During that time, Leukogene Therapeutics Inc. will also be preparing for the product manufacturing and toxicology studies that the Food and Drug Administration requires before clinical testing in humans. The company plans to seek industry partners to help accelerate the development process and provide a new product to cancer patients as fast as possible.
The team is also exploring whether its new class of drug is effective in other cancer types and whether it can enhance the activity of other cancer therapies, not just proteasome inhibitors. Preliminary findings suggest that is the case.
"One of the exciting things is that we think this goes well beyond myeloma, and we can apply this to a lot of different cancers," says Dolloff. "We may even be able to enhance a few drugs other than proteasome inhibitors."

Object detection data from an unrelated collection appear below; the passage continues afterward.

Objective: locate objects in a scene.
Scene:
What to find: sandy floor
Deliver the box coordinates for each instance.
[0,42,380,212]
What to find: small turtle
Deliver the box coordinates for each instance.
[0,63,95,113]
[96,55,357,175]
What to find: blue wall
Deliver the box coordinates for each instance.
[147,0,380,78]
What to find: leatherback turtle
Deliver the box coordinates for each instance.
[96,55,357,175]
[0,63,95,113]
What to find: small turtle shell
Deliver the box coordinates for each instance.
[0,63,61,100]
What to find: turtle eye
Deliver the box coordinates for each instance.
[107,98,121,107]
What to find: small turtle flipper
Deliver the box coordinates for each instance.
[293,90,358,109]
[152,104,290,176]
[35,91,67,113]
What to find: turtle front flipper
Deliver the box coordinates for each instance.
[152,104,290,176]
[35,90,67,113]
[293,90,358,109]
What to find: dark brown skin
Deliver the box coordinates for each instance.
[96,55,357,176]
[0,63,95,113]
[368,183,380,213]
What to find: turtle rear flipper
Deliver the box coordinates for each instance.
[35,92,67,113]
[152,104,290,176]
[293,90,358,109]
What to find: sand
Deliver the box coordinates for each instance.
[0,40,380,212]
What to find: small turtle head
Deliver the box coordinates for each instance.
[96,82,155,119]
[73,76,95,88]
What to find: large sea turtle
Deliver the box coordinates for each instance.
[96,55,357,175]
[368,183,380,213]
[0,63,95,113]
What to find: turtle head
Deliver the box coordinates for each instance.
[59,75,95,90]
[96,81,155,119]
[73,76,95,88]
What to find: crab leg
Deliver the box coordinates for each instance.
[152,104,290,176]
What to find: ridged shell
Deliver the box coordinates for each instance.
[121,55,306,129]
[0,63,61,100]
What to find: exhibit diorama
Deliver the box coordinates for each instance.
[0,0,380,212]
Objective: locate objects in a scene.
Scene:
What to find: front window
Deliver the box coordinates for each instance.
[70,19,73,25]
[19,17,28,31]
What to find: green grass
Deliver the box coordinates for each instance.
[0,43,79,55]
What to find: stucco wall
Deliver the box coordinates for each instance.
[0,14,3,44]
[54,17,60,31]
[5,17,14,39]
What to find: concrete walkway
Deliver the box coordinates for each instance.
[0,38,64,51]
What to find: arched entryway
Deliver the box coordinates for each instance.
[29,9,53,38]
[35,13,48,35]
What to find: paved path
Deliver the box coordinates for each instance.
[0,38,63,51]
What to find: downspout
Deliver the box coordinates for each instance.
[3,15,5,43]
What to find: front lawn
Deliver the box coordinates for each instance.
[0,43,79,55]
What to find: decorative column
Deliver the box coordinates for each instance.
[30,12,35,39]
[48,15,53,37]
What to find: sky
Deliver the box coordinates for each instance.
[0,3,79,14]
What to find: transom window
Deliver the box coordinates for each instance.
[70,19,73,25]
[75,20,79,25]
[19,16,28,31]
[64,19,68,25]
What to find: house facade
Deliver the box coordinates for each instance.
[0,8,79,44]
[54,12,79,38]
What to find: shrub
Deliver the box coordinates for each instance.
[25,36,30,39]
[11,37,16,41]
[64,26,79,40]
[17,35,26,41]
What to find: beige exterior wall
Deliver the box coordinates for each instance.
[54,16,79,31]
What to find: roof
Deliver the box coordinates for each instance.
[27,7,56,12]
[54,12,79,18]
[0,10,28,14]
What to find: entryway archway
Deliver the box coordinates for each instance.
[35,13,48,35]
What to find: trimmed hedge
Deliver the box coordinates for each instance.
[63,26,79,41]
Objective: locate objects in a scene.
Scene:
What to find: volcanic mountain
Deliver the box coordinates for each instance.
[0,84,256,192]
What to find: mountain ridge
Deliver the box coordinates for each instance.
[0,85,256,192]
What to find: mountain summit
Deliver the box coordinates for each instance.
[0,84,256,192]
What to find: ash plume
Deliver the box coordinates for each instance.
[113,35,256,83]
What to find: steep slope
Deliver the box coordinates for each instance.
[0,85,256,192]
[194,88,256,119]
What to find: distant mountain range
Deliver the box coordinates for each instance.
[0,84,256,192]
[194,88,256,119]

This work was funded by an earlier STTR grant in the amount of $225,000; a technology transfer grant from MUSC's Foundation for Research Development and the South Carolina Clinical and Translational Research (SCTR) Institute, a Clinical and Translational Science Awards hub funded by the National Institutes of Health; and a SCTR-funded High-Risk, High Rewards pilot grant. The South Carolina COBRE program in Oxidants, Redox Balance and Stress Signaling also provided funding that enabled the project.